Short blog post tonight..very busy tonight prepping for a HUGE interview I have tomorrow. Very excited, and very nervous. Got off work tonight and couldn't get started on things until then, been working on prepping for this interview since then..
Relying on the strength that this life has awarded me. This is a great opportunity that could really change things for my life...possibility of tripling my income, great benefits, paid vacations..haven't had one of those in eight years! Don't get me wrong I love what I do and I love my job but I need to be at my all time best and utilize the skills and knowledge I have gained through three degrees and ten years worth of scholarly employment. Everyone says don't worry just be yourself, you got this and while I love their faith in me I can't help but be scared of failure.
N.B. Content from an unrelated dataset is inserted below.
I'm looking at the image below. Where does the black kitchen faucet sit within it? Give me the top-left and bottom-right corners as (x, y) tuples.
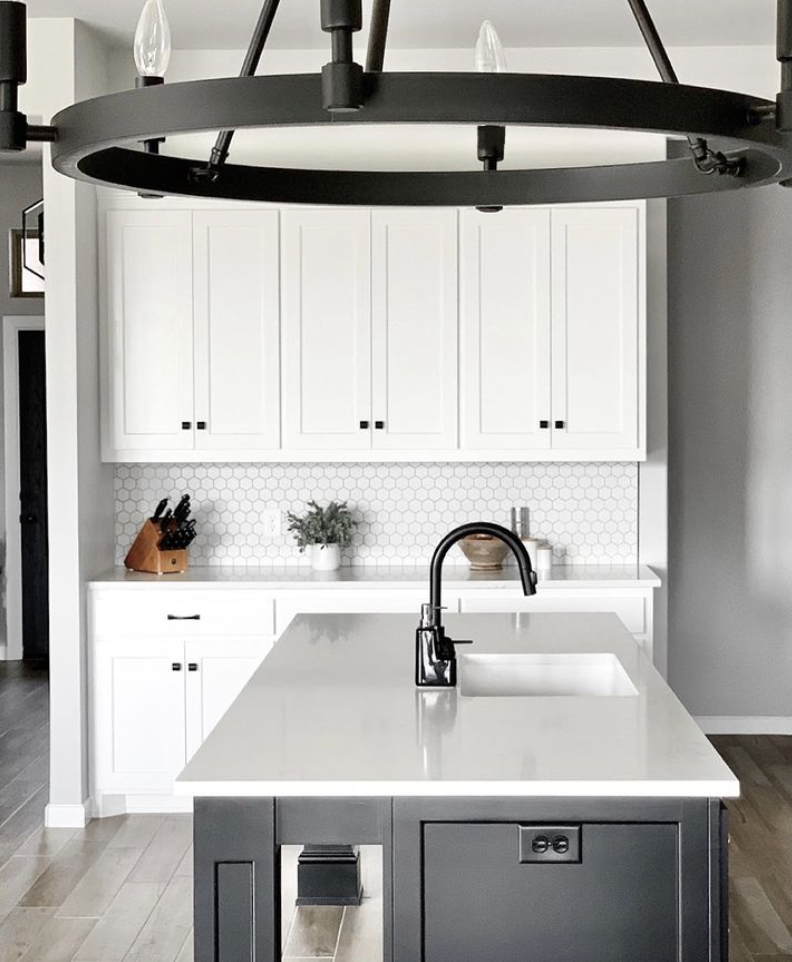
(415, 522), (537, 688)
I havea professional standard that encompasses integrity, loyalty, respect and all dependability...all of the things most employers I hope look for in an individual...but you never can tell..
I tossed about sharing this information since I got the email asking if I would like to interview for the position because I id not want to count chickens before they hatched or have to come back and say "I didnt get the job" but that is just life these days and many people dont get the job they are dreaming of..you just keep going and working your behind off nothing in this life comes easily...for most anyways..
Not only do I need this job I want it...The position is for a Technical Author..rather not disclose the Company just yet but I believe I would be great at it..would require some training in the programs used but that doesn't scare me at all I look forward to the challenge and change and hard work has never scared me..it is natural to me.
And so...have some more things to do tonight before bed but wanted to come by and think out loud...even if no one out there is listening ...
Tonight I rest my head with prayers for better days..for good things to come..for a chance to shine...
I will lay it at that point in God's hands ..he knows what is best for my life..I will give it my all and see where the chips fall. Wish me luck...even if just silent!